Corporate all-hands meetings will probably have a slide about employer health insurance this year, because health insurance costs are going to be a hot topic. Get ready, because employers—and employees—will have to figure out how to cover a cost spike.
Employer coverage is expected to increase an average of 9.2% to 9.5% in 2026, the biggest increase in 15 years, according to the Wall Street Journal.
It’s the fourth consecutive year of significant increases, putting more strain on employers.
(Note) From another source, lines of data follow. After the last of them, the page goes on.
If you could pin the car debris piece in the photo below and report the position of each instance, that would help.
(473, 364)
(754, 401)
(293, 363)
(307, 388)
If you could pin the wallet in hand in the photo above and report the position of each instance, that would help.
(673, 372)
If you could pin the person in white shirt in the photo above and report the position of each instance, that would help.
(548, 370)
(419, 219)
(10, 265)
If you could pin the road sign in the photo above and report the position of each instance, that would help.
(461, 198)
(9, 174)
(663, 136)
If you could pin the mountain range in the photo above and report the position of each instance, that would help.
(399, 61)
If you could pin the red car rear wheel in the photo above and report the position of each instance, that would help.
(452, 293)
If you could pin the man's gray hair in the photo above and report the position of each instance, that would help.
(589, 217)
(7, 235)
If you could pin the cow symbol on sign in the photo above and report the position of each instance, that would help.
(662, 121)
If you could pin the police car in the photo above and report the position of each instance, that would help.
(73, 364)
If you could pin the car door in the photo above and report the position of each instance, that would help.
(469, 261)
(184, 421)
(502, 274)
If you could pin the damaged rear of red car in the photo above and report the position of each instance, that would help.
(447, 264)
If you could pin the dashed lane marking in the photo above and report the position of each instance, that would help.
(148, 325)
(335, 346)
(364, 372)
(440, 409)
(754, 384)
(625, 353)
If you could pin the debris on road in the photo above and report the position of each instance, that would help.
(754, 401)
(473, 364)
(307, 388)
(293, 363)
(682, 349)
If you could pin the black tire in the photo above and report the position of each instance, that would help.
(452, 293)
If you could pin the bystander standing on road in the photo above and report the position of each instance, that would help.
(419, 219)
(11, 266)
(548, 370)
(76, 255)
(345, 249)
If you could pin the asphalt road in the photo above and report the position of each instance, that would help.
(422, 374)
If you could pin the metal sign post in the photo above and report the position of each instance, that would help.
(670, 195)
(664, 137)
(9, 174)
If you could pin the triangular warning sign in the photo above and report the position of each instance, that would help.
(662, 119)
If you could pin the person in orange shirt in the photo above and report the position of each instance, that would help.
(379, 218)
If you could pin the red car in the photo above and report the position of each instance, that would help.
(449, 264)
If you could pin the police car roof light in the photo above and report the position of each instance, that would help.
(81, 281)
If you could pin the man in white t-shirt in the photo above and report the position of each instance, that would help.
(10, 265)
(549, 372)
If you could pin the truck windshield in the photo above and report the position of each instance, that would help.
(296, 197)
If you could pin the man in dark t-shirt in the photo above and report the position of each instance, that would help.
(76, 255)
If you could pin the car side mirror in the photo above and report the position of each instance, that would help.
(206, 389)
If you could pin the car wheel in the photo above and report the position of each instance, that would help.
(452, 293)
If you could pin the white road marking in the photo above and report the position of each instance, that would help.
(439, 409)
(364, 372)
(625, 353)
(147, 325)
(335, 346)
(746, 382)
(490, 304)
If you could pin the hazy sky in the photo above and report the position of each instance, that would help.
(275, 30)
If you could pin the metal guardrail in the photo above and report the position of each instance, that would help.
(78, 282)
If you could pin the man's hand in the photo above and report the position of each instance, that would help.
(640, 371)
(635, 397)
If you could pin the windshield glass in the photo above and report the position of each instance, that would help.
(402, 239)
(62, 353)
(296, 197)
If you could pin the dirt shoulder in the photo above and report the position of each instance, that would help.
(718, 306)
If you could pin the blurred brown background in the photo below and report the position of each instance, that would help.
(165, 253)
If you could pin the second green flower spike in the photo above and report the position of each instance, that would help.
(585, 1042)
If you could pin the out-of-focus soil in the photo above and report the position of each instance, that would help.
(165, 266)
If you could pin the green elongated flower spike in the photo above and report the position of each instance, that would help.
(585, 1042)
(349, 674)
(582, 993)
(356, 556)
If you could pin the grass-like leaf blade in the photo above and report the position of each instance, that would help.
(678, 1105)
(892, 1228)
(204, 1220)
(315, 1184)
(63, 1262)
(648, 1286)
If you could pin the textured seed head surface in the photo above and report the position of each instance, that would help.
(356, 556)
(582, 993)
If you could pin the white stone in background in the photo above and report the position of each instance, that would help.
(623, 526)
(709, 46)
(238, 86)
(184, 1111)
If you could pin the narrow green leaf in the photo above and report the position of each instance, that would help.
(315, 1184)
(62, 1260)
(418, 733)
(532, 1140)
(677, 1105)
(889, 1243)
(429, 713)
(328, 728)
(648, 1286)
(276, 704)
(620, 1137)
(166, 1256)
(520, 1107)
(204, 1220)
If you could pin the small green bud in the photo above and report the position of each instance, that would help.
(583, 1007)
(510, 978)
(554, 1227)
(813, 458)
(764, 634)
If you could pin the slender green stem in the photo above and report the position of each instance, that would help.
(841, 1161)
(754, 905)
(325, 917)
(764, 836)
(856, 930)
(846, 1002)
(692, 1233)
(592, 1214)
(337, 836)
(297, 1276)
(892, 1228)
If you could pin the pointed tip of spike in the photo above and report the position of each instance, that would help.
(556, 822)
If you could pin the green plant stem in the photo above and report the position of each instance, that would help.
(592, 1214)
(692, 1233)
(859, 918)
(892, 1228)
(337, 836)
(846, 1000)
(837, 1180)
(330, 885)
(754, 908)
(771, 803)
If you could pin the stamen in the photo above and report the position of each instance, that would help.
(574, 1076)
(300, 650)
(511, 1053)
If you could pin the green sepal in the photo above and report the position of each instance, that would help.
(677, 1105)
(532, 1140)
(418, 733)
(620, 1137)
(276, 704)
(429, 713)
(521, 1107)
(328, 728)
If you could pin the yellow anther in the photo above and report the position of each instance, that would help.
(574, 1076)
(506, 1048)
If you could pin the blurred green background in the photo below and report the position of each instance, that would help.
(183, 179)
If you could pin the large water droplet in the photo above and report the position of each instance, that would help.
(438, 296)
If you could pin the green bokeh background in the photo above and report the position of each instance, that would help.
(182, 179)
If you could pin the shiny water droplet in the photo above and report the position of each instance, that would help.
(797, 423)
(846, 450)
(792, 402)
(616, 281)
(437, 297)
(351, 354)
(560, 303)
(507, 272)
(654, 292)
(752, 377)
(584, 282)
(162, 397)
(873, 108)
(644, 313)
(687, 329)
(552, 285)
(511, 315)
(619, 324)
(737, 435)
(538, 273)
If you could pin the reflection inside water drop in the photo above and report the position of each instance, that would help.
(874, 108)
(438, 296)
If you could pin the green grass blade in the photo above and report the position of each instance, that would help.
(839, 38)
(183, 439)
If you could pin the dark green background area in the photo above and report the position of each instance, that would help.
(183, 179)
The rising costs are attributable to lingering inflation, as hospitals ask for higher prices, the popularity of expensive GLP-1s, and the need for more healthcare services, as rates of cancer, cardiovascular problems, and musculo-skeletal issues climb among working age people, according to the Journal.
Aging workers are also staying in jobs longer and accessing more telemedicine, which is all adding to ballooning medical care costs, the New York Times reported. And of course we can’t forget tariffs, which are affecting prices of medical devices, supplies, and drugs.
“This is the worst I’ve seen,” Pam Kehaly, CEO of Blue Cross Blue Shield of Arizona, told The Wall Street Journal about the rising healthcare costs.
Employers are looking at alternatives to cut costs and avoid pushing rate hikes onto employees. A WTW survey provided to the Wall Street Journal found that 60% of large employers were considering switching health insurers, and a third were thinking of finagling new plans with limited access to providers to cut down costs.
But some will still choose to push the costs onto employees “through larger payroll deductions for premiums or higher out-of-pocket charges such as deductibles,” per the WSJ.
Those all-hands are going to be a lot of fun, for sure.